INTRODUCTION AU CINEMA EGYPTIEN

PAR SAMIR FARID *

 

 

Les premières projections en Egypte du cinématographe « Lumière » ont eu lieu le 15 novembre 1896 à la Bourse Toussoun, à Alexandrie, puis le 28 novembre au Caire, soit moins d’un an après la toute première projection à Paris, le 28 décembre 1895. La première salle de cinéma, «le cinématographe Lumière », a ouvert ses portes à Alexandrie en 1897. En 1926, c’est-à-dire à la fin de l’époque du cinéma muet, il existait 86 salles de cinéma égyptiennes. Depuis 1805, la famille de Mohamed Ali régnait en Egypte. Son règne s’est achevé avec la « révolution » des militaires en 1952 et la proclamation de la République en 1953.

 

 

 

 

 

Ville du Caire

Les salles de projection se sont tout d’abord multipliées avec l’apparition du cinéma parlant. En 1958, il y en avait 395. Cependant, leur nombre a commencé à décroître lorsque la télévision est apparue en 1960 et que le secteur public du cinéma a fait son apparition. Elles n’étaient plus que 297 en 1965, puis 141 en 1995. Cette diminution ne s’explique pas seulement par la concurrence de la télévision et la circulation des films enregistrés sur cassette vidéo ou grâce à tout autre support technique moderne. D’autres causes y ont contribuées, au premier rang desquelles figurent la dégradation des services dans les salles de projection du secteur public, nationalisées ou objet de mesures d’expropriation, l’absence de création de nouvelles salles (de crainte qu’elles ne subissent le même sort), et enfin la loi de 1973 permettant au ministre de la Culture d’intervenir dans la programmation des salles de projection.
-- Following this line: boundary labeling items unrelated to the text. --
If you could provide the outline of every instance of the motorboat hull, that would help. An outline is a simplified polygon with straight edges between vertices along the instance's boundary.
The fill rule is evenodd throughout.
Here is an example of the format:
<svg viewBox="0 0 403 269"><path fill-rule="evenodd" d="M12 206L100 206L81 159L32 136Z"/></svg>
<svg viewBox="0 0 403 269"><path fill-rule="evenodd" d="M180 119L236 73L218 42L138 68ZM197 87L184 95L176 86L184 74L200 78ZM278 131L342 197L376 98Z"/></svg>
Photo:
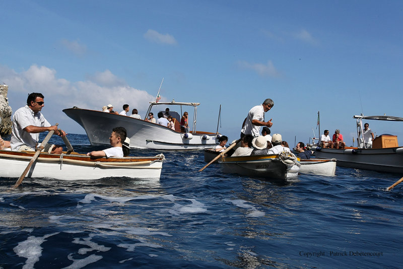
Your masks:
<svg viewBox="0 0 403 269"><path fill-rule="evenodd" d="M221 157L218 162L223 173L265 179L286 180L296 177L299 170L295 162L286 165L278 155Z"/></svg>
<svg viewBox="0 0 403 269"><path fill-rule="evenodd" d="M109 145L112 129L126 128L130 147L154 150L197 150L215 147L219 134L208 132L186 134L142 119L115 114L81 108L63 110L85 130L92 145Z"/></svg>

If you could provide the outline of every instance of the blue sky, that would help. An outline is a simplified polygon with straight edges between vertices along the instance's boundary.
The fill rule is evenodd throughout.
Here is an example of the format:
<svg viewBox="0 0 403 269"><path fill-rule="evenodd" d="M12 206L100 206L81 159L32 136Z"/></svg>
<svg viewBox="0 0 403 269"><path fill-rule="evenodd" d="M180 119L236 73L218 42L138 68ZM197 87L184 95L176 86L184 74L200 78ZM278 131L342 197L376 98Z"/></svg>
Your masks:
<svg viewBox="0 0 403 269"><path fill-rule="evenodd" d="M272 133L294 146L340 129L354 114L403 117L403 2L2 1L0 83L13 111L28 93L68 132L84 129L64 108L127 103L144 115L162 78L162 101L201 103L197 129L238 138L266 98ZM190 113L191 114L191 113ZM372 121L376 134L402 123Z"/></svg>

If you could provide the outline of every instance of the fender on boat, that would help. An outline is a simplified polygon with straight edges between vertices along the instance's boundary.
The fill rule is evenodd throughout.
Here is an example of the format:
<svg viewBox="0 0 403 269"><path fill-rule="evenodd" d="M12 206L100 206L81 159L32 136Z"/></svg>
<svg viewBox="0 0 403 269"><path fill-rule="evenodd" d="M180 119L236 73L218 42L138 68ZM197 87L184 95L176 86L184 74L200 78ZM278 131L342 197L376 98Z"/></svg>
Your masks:
<svg viewBox="0 0 403 269"><path fill-rule="evenodd" d="M343 153L346 154L354 154L357 153L357 150L354 149L348 149L347 150L344 150Z"/></svg>
<svg viewBox="0 0 403 269"><path fill-rule="evenodd" d="M398 153L399 154L403 154L403 148L399 148L398 149L396 149L396 153Z"/></svg>
<svg viewBox="0 0 403 269"><path fill-rule="evenodd" d="M191 139L193 138L193 134L189 132L186 132L184 134L183 134L183 138L184 139L187 139L188 140L190 140Z"/></svg>
<svg viewBox="0 0 403 269"><path fill-rule="evenodd" d="M209 139L210 139L210 136L208 136L207 134L205 134L204 136L202 137L202 140L209 140Z"/></svg>

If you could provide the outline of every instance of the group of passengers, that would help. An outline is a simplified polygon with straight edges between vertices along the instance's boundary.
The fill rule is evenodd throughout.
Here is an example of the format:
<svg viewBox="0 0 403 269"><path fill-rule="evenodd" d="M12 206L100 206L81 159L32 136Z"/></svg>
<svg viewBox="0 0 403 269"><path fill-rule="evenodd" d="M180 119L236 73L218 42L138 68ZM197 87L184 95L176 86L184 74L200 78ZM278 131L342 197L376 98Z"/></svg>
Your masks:
<svg viewBox="0 0 403 269"><path fill-rule="evenodd" d="M240 143L234 148L238 147L235 151L228 150L227 156L231 157L258 155L274 155L281 152L291 153L288 143L283 141L281 134L275 133L271 136L269 127L273 123L273 119L265 121L264 113L272 109L274 102L271 99L265 99L261 105L252 107L248 113L246 118L242 124L241 130ZM260 126L263 128L261 135L259 134ZM216 152L223 152L227 151L225 144L228 138L223 136L219 139L219 144L216 147ZM233 142L233 143L235 143ZM297 156L302 159L309 159L312 153L311 151L305 150L305 145L299 142L296 147Z"/></svg>

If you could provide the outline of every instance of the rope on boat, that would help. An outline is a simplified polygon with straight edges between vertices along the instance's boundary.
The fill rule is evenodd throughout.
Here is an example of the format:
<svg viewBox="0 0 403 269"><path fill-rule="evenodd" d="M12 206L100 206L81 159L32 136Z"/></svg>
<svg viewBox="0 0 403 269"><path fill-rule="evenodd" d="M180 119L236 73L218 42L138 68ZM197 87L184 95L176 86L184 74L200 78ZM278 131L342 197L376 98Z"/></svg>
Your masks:
<svg viewBox="0 0 403 269"><path fill-rule="evenodd" d="M63 165L63 156L64 156L64 153L60 155L60 170L61 170L61 166Z"/></svg>
<svg viewBox="0 0 403 269"><path fill-rule="evenodd" d="M89 162L87 161L81 161L79 160L72 160L71 159L63 159L63 155L64 154L60 154L60 157L59 159L38 157L37 160L38 161L43 161L47 162L49 162L49 161L54 162L54 161L60 161L61 162L63 161L64 161L64 162L76 164L82 166L93 166L95 165L96 167L98 166L100 167L104 167L104 168L114 167L114 168L121 168L152 169L161 169L161 167L150 167L149 166L139 167L138 167L138 166L141 165L150 164L157 162L163 162L165 161L165 156L162 153L156 156L159 157L159 159L158 160L156 160L155 161L143 161L140 162L114 162L111 163L102 163L100 161ZM10 156L8 154L0 154L0 157L5 157L11 158L13 159L27 159L27 160L32 159L31 156ZM111 164L109 164L109 163L111 163ZM61 169L61 163L60 163L60 169Z"/></svg>
<svg viewBox="0 0 403 269"><path fill-rule="evenodd" d="M106 164L106 163L102 163L101 162L95 162L94 163L95 167L98 166L99 167L107 167L108 168L136 168L137 169L160 169L162 167L150 167L149 166L147 167L139 167L137 166L138 165L141 165L141 164L151 164L152 162L151 161L144 161L144 162L136 162L136 163L130 164L128 165L127 163L115 163L113 164Z"/></svg>
<svg viewBox="0 0 403 269"><path fill-rule="evenodd" d="M287 151L282 151L279 153L279 160L287 166L292 166L297 163L297 157L295 155Z"/></svg>

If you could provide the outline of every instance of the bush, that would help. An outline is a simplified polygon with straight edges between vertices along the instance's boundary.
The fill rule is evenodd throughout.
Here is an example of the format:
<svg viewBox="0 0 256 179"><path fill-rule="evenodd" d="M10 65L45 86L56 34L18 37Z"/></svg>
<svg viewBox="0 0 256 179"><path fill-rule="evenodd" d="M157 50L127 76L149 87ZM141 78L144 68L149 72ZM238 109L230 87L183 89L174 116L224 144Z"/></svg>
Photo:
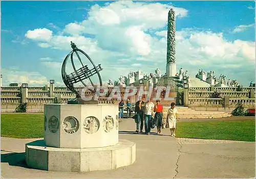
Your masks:
<svg viewBox="0 0 256 179"><path fill-rule="evenodd" d="M245 115L245 113L243 104L239 102L237 104L236 106L236 108L232 111L231 114L234 116L244 116Z"/></svg>
<svg viewBox="0 0 256 179"><path fill-rule="evenodd" d="M21 103L17 106L13 113L26 113L27 111L27 103Z"/></svg>

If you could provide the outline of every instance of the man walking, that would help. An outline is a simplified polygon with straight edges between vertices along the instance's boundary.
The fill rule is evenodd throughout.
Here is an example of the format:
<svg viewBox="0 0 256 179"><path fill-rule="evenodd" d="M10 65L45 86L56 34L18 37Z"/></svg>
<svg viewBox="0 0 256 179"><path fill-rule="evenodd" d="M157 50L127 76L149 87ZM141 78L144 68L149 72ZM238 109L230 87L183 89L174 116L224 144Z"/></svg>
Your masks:
<svg viewBox="0 0 256 179"><path fill-rule="evenodd" d="M146 100L147 101L145 104L145 113L144 114L144 118L145 119L145 133L147 135L149 135L151 129L150 122L151 120L151 117L153 116L154 104L151 102L150 97L147 97Z"/></svg>
<svg viewBox="0 0 256 179"><path fill-rule="evenodd" d="M145 102L142 101L141 96L139 97L139 101L135 104L135 115L136 117L136 132L139 132L139 128L140 123L140 132L143 132L143 116L145 108Z"/></svg>
<svg viewBox="0 0 256 179"><path fill-rule="evenodd" d="M131 117L131 110L132 110L132 104L128 99L126 101L127 118Z"/></svg>

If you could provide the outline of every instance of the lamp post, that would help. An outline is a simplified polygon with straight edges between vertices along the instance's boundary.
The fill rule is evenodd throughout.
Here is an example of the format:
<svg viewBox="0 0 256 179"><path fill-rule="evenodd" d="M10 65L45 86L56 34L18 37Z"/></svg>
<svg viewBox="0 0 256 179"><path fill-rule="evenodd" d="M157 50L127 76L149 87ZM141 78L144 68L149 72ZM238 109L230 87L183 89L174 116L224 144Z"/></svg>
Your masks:
<svg viewBox="0 0 256 179"><path fill-rule="evenodd" d="M28 83L22 83L22 87L23 88L27 88L28 87L29 87L29 84Z"/></svg>
<svg viewBox="0 0 256 179"><path fill-rule="evenodd" d="M50 80L50 93L49 95L50 97L53 97L54 96L54 80Z"/></svg>
<svg viewBox="0 0 256 179"><path fill-rule="evenodd" d="M27 98L28 97L28 83L22 84L22 102L23 103L27 102Z"/></svg>
<svg viewBox="0 0 256 179"><path fill-rule="evenodd" d="M148 88L148 81L147 81L147 80L148 79L148 78L147 77L147 76L144 75L144 77L143 77L143 79L144 79L144 80L143 80L144 81L143 85L144 85L144 86L146 86L146 90L147 91L147 89Z"/></svg>
<svg viewBox="0 0 256 179"><path fill-rule="evenodd" d="M188 87L189 84L187 83L186 76L183 76L183 87L184 87L184 106L188 107Z"/></svg>

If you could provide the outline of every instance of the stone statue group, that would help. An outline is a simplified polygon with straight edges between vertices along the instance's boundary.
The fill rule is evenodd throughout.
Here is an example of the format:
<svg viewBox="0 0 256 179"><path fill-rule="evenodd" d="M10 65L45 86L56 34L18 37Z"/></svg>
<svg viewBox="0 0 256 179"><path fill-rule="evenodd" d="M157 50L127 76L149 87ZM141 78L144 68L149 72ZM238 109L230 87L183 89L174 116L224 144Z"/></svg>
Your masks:
<svg viewBox="0 0 256 179"><path fill-rule="evenodd" d="M186 70L184 72L184 70L183 68L181 68L179 71L179 74L178 74L178 77L179 78L179 81L182 81L184 76L187 77L187 83L190 83L190 77L188 76L187 70Z"/></svg>

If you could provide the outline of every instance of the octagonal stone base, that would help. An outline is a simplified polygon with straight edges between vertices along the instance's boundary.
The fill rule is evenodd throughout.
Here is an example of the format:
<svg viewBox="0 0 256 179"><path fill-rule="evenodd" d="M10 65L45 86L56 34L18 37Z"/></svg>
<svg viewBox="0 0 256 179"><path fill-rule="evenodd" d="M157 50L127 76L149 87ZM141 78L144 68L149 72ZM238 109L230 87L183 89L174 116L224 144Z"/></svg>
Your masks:
<svg viewBox="0 0 256 179"><path fill-rule="evenodd" d="M48 171L89 172L112 170L132 164L135 143L120 140L113 146L94 148L47 147L43 140L26 145L26 162L33 168Z"/></svg>

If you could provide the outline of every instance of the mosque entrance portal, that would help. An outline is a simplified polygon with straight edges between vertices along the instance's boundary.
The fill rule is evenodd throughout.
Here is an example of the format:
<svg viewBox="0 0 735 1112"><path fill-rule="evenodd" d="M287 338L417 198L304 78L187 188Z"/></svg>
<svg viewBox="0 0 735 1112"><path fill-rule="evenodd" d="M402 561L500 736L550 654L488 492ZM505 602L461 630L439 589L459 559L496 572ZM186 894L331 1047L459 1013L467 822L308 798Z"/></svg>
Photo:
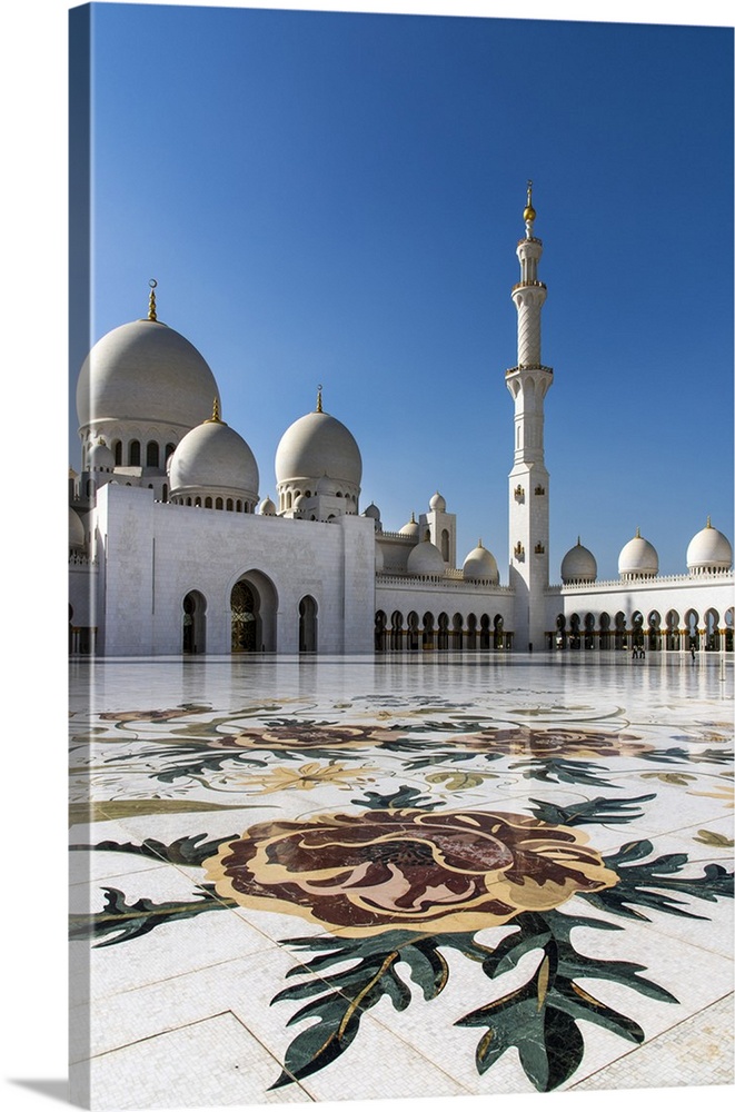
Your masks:
<svg viewBox="0 0 735 1112"><path fill-rule="evenodd" d="M275 653L278 599L270 579L249 572L230 592L232 653Z"/></svg>

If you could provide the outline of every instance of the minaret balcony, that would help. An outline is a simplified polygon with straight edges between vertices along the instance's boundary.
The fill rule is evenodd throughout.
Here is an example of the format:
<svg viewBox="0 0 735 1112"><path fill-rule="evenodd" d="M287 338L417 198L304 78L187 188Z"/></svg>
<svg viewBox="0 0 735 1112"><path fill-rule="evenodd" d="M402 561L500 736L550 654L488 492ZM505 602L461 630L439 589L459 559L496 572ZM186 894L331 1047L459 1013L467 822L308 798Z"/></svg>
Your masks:
<svg viewBox="0 0 735 1112"><path fill-rule="evenodd" d="M520 370L542 370L546 375L552 375L552 377L554 376L553 367L542 367L538 363L519 363L517 367L508 367L505 376L507 378L508 375L517 375Z"/></svg>
<svg viewBox="0 0 735 1112"><path fill-rule="evenodd" d="M546 289L545 281L538 281L537 278L529 279L528 281L517 281L515 286L511 287L510 292L515 294L517 289L526 289L528 286L538 286L539 289Z"/></svg>

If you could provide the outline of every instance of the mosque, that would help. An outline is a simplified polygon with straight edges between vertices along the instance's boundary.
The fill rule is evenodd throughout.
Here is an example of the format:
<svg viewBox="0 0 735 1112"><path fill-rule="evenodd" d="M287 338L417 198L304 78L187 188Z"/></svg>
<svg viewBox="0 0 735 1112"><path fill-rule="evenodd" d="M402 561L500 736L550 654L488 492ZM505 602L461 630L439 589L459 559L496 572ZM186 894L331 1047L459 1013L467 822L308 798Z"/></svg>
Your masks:
<svg viewBox="0 0 735 1112"><path fill-rule="evenodd" d="M222 420L199 351L148 316L91 349L79 374L81 473L69 471L72 655L230 653L733 652L732 546L709 519L686 573L658 575L639 533L618 579L599 582L579 542L549 579L549 475L542 361L546 286L528 185L508 477L508 580L481 542L457 562L456 516L436 493L418 520L384 528L360 512L362 461L349 429L316 408L276 450L277 500Z"/></svg>

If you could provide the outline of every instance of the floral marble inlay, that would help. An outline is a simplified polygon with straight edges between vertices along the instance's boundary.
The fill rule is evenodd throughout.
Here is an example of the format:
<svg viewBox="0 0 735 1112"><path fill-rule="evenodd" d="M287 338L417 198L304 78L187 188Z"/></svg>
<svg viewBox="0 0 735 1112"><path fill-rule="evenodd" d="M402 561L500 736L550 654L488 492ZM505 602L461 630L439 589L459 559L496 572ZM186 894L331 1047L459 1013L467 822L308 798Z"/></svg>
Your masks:
<svg viewBox="0 0 735 1112"><path fill-rule="evenodd" d="M175 692L175 666L152 667L171 668ZM703 1016L732 992L732 946L718 941L733 894L732 675L723 684L702 669L695 686L687 674L682 697L678 668L650 671L642 691L640 673L620 664L596 697L582 668L459 676L416 665L376 694L377 664L332 666L320 681L312 663L312 689L299 694L279 693L282 662L272 673L267 661L238 667L142 709L107 662L109 703L86 706L79 668L71 846L77 860L92 855L96 875L110 862L109 882L91 883L71 916L73 945L92 947L92 1029L115 955L163 932L186 950L202 916L208 937L237 916L256 932L248 947L261 937L290 956L285 976L270 965L269 1005L249 1000L247 979L231 984L248 1037L268 1032L262 1101L289 1086L319 1099L330 1090L309 1079L342 1060L346 1098L415 1093L413 1081L381 1088L360 1046L376 1032L370 1016L381 1039L400 1039L398 1013L429 1003L411 1041L426 1078L446 1074L436 1095L506 1091L508 1069L514 1091L605 1088L606 1068L615 1088L614 1064L632 1048L694 1022L681 977L697 979ZM166 897L161 868L188 878L187 898ZM659 940L653 970L648 935ZM259 961L238 952L238 936L228 960ZM593 944L605 936L616 945ZM671 976L674 944L688 965ZM187 962L192 975L206 966L200 945ZM140 990L156 980L151 967ZM202 1021L221 1011L205 994L187 1023L193 1005ZM161 1032L177 1030L176 1011ZM459 1032L475 1029L474 1060L465 1050L435 1061L426 1024L463 1048ZM96 1063L82 1055L78 1086L92 1106L115 1106ZM723 1069L713 1062L713 1084Z"/></svg>

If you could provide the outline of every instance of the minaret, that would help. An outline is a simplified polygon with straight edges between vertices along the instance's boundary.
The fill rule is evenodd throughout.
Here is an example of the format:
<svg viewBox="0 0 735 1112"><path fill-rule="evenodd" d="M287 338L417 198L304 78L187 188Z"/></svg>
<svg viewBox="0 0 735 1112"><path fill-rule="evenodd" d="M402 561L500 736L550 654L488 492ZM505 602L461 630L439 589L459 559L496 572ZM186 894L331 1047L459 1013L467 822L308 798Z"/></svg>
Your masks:
<svg viewBox="0 0 735 1112"><path fill-rule="evenodd" d="M543 245L534 236L532 182L524 209L526 235L518 240L520 281L511 296L518 311L518 365L505 381L515 405L514 458L508 484L510 586L515 588L515 647L546 647L545 590L548 586L548 471L544 466L544 398L554 380L542 365L542 308L546 286L538 280Z"/></svg>

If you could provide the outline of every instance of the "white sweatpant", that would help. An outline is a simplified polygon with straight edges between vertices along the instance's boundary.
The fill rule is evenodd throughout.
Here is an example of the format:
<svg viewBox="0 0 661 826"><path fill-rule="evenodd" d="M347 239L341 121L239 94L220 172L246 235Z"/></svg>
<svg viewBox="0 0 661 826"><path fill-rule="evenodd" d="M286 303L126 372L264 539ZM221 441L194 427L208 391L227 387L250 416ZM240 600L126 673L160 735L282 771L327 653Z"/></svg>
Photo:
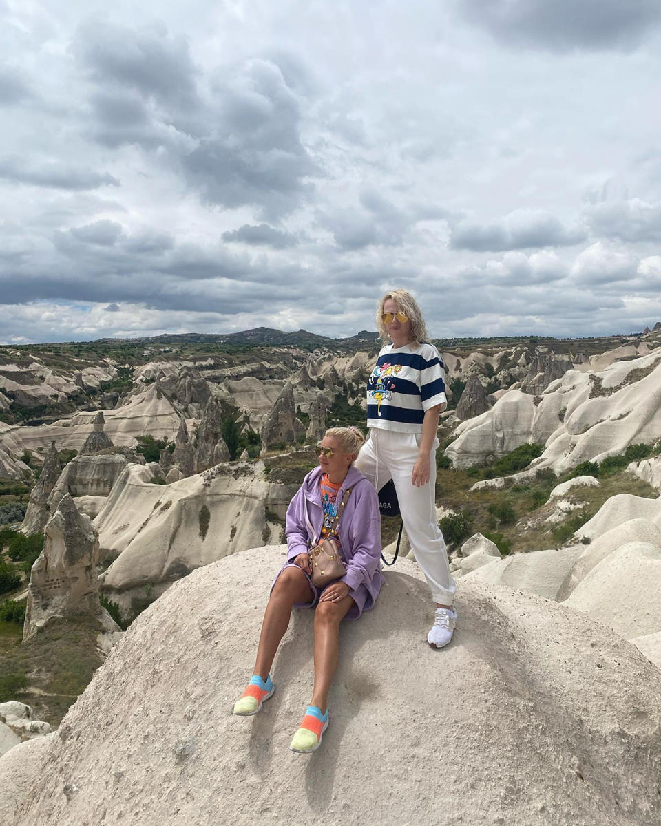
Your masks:
<svg viewBox="0 0 661 826"><path fill-rule="evenodd" d="M443 534L436 522L435 501L438 439L430 453L429 482L416 487L411 481L421 438L413 433L370 428L369 437L354 464L377 491L392 479L404 529L431 591L431 598L440 605L451 605L456 586L450 576Z"/></svg>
Puis, grâce aux différentes lois et mesures encourageant l’investissement dans la création de salles de cinéma, leur nombre a augmenté de nouveau, surtout dans les centres commerciaux. Elles étaient 200 en 2001 et 400 en 2009 pour une population de 77 millions d’habitants (80 millions si l’on compte les égyptiens expatriés).

 

 

Ciel d’enfer de Y Chahine, 1954 Le moineau de Y Chahine, 1972 L’autre de Y Chahine, 1999

 

 

En 2009, 120 films, pour la plupart hollywoodiens, ont été projetés en Egypte. Parmi ces 120 films, 39 étaient égyptiens et quelques-uns européens et indiens. Les recettes des salles de projection ont atteint 55 millions de dollars des Etats-Unis. Les films égyptiens ont obtenu 80% des parts du marché.

Le marché du cinéma en Egypte est l’un des trois seuls marchés dans le monde où les films nationaux obtiennent la plus grande part du marché, cela grâce à des lois et à des dispositions qui protègent la production nationale. Les principales sociétés cinématographiques américaines d’Hollywood, lesquelles détiennent aux Etats-Unis et hors des Etats-Unis la plus grande part du marché international, s’opposent à ces lois et à ces dispositions qu’elles considèrent comme des mesures protectionnistes contrevenant aux traités sur la libre circulation des biens entre les nations et enfreignant les lois et les dispositions sur la liberté commerciale.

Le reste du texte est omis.